Build a Serverless GeoSearch GraphQL API using AWS AppSync & Elasticsearch

Jun 6, 2018

In this tutorial, we're going to build an Elasticsearch-backed GraphQL API on AWS AppSync. All using the Serverless Framework.

AppSync offers the ability to create serverless GraphQL APIs with much less backend code than previously possible. We will take advantage of this to create our own geo search service (similar to the one used by AirBnB), which will allow users to search for items within a 10km radius of a given location.

Let's get started!

  1. Setup
  2. Deploy Elasticsearch on AWS
  3. Elasticsearch Geo Mappings
  4. Define GraphQL Schema for API
  5. Appsync Mapping Template GraphQL Resolvers
  6. Deploy GraphQL Appsync API
  7. Teardown

1. Setup

Go ahead and install the Serverless Framework CLI and create a new directory for our project:

$ npm install -g serverless
$ mkdir geosearch
$ cd geosearch

2. Deploy Elasticsearch on AWS

First we need to provision our elasticsearch deployment on AWS. Create a serverless.yml file with the following contents:

---
service: appsync-placesearch

frameworkVersion: ">=1.21.0 <2.0.0"

provider:
  name: aws
  region: eu-west-1

custom:
  esDomainName: placesearch
  esRoleName: AppSyncServiceRole

resources:
  Resources:
    ElasticSearchInstance:
      Type: AWS::Elasticsearch::Domain
      Properties:
        ElasticsearchVersion: 6.2
        DomainName: "${self:custom.esDomainName}"
        EBSOptions:
          EBSEnabled: true
          VolumeType: gp2
          VolumeSize: 10
        ElasticsearchClusterConfig:
          InstanceType: t2.small.elasticsearch
          InstanceCount: 1
          DedicatedMasterEnabled: false
          ZoneAwarenessEnabled: false
    AppSyncESServiceRole:
      Type: "AWS::IAM::Role"
      Properties:
        RoleName: "ElasticSearch-${self:custom.esRoleName}"
        AssumeRolePolicyDocument:
          Version: "2012-10-17"
          Statement:
            -
              Effect: "Allow"
              Principal:
                Service:
                  - "appsync.amazonaws.com"
              Action:
                - "sts:AssumeRole"
        Policies:
          -
            PolicyName: "AppSyncESServiceRolePolicy"
            PolicyDocument:
              Version: "2012-10-17"
              Statement:
                -
                  Effect: "Allow"
                  Action:
                    - "es:*"
                  Resource:
                    - 'Fn::Join':
                        - ''
                        -
                          - 'arn:aws:es:'
                          - Ref: 'AWS::Region'
                          - ':'
                          - Ref: 'AWS::AccountId'
                          - ':domain/'
                          - "${self:custom.esDomainName}"
                          - '/*'

This creates a cluster with a single instance running Elasticsearch version 6, and adds a role to access it. This will be used by the Appsync service we're creating later.
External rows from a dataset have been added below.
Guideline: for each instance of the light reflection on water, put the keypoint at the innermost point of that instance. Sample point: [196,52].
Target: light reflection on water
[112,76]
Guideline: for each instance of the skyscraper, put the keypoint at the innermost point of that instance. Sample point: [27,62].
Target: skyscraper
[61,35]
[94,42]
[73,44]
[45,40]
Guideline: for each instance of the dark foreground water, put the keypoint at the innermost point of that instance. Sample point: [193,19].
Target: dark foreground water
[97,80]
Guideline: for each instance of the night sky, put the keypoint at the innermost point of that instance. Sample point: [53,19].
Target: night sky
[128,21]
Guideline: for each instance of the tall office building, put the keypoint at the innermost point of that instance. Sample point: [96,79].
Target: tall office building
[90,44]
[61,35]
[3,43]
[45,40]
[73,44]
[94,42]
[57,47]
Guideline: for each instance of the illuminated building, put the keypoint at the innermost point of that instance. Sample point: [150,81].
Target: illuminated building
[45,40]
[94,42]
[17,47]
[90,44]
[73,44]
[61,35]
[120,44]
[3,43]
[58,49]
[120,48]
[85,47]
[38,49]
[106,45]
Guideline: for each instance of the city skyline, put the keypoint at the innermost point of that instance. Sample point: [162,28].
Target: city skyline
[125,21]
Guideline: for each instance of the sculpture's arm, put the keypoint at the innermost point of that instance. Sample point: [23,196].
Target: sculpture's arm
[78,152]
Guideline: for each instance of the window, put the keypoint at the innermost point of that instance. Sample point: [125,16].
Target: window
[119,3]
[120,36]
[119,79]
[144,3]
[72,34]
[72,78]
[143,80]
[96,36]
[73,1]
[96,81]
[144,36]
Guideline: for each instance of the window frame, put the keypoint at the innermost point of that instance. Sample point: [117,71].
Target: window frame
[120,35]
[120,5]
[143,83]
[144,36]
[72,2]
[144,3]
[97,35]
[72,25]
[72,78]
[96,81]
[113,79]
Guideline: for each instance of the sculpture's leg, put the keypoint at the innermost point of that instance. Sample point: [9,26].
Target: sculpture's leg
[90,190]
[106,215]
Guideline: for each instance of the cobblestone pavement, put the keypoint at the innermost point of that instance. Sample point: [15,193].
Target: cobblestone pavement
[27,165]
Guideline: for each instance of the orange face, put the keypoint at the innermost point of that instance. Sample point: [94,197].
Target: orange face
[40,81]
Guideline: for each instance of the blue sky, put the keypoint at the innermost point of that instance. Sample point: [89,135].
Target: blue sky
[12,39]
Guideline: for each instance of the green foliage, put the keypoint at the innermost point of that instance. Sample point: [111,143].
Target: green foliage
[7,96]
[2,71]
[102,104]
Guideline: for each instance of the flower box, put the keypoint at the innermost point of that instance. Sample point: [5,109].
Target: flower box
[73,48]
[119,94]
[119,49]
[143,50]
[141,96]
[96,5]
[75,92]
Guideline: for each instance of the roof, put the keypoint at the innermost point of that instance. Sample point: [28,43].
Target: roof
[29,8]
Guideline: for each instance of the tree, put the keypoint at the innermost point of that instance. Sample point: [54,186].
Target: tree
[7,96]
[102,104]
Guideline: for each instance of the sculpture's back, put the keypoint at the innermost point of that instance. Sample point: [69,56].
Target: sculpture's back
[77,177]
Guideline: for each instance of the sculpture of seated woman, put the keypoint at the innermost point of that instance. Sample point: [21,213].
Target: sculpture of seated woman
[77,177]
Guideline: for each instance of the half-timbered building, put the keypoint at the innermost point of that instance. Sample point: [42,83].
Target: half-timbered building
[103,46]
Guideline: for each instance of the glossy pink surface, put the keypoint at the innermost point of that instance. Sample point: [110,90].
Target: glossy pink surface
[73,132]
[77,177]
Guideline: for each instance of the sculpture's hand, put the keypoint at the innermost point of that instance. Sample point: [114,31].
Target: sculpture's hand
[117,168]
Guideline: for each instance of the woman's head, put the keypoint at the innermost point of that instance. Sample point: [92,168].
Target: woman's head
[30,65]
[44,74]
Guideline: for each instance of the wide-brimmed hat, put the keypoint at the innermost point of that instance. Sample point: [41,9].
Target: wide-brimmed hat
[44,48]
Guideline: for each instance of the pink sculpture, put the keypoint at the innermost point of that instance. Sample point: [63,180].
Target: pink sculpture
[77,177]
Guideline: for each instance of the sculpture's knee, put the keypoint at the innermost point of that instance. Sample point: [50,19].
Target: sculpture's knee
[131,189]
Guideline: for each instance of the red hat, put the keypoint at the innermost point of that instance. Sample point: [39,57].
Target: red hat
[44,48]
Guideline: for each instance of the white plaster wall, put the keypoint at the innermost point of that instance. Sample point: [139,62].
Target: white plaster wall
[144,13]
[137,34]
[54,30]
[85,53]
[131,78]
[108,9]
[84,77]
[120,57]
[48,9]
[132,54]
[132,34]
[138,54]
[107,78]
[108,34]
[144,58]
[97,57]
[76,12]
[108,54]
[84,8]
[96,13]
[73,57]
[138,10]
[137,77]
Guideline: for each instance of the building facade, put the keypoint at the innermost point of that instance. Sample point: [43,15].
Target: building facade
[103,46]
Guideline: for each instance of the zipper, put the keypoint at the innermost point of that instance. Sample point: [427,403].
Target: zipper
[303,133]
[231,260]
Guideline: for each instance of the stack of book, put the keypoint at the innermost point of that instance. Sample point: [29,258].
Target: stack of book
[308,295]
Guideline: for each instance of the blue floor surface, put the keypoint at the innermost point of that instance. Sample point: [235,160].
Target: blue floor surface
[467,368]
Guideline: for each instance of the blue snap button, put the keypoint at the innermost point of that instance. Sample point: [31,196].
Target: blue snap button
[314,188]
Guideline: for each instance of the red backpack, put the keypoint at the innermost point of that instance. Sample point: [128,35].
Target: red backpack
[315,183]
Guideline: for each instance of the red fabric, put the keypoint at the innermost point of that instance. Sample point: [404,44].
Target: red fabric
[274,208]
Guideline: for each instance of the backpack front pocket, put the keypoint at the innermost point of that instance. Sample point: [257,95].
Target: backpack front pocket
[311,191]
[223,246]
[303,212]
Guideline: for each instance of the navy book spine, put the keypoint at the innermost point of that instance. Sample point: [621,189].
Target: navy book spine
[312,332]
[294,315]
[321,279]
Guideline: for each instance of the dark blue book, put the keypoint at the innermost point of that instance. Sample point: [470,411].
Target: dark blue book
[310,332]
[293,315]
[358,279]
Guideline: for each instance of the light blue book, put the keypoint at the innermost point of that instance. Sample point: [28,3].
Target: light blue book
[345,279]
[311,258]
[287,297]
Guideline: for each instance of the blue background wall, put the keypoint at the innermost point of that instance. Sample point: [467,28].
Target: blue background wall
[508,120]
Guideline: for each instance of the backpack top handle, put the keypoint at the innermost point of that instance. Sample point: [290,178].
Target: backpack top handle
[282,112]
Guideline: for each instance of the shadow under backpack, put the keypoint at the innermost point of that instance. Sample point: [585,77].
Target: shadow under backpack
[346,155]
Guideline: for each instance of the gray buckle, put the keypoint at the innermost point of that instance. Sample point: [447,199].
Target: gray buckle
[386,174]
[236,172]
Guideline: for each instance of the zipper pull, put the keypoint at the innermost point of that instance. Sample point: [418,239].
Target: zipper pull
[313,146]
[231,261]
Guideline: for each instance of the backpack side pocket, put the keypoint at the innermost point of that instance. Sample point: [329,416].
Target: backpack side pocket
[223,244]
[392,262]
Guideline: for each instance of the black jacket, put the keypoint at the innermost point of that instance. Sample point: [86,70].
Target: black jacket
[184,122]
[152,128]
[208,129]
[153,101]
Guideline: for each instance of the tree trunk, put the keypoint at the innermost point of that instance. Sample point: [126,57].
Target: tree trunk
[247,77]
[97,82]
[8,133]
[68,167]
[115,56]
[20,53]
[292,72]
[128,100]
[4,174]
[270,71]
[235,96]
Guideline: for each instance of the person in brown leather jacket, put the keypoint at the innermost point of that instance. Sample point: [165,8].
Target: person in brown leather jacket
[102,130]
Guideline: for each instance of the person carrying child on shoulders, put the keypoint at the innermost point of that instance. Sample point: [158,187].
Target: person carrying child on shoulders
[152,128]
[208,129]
Let's go ahead and deploy this:

$ serverless deploy

3. Elasticsearch Geo Mappings

Elasticsearch supports two types of geo data: geo_point fields which support lat/lon pairs, and geo_shape fields which support points, lines, circles, polygons, multi-polygons etc.

To keep things simple, we're going to use geo_point fields to create a geo distance query. This will enable us to find places by distance from a central point.

In order to be able to use geo_point fields, we need to set up a mapping in elasticsearch. We're going to create a Lambda function to do this.

We'll use a library I wrote just for this purpose, elasticsearchquery. It allows us to specify a JSON document containing our query to be invoked against an Elasticsearch deployment. The library takes care of signing the requests, which is required in order to query AWS Elasticsearch instances.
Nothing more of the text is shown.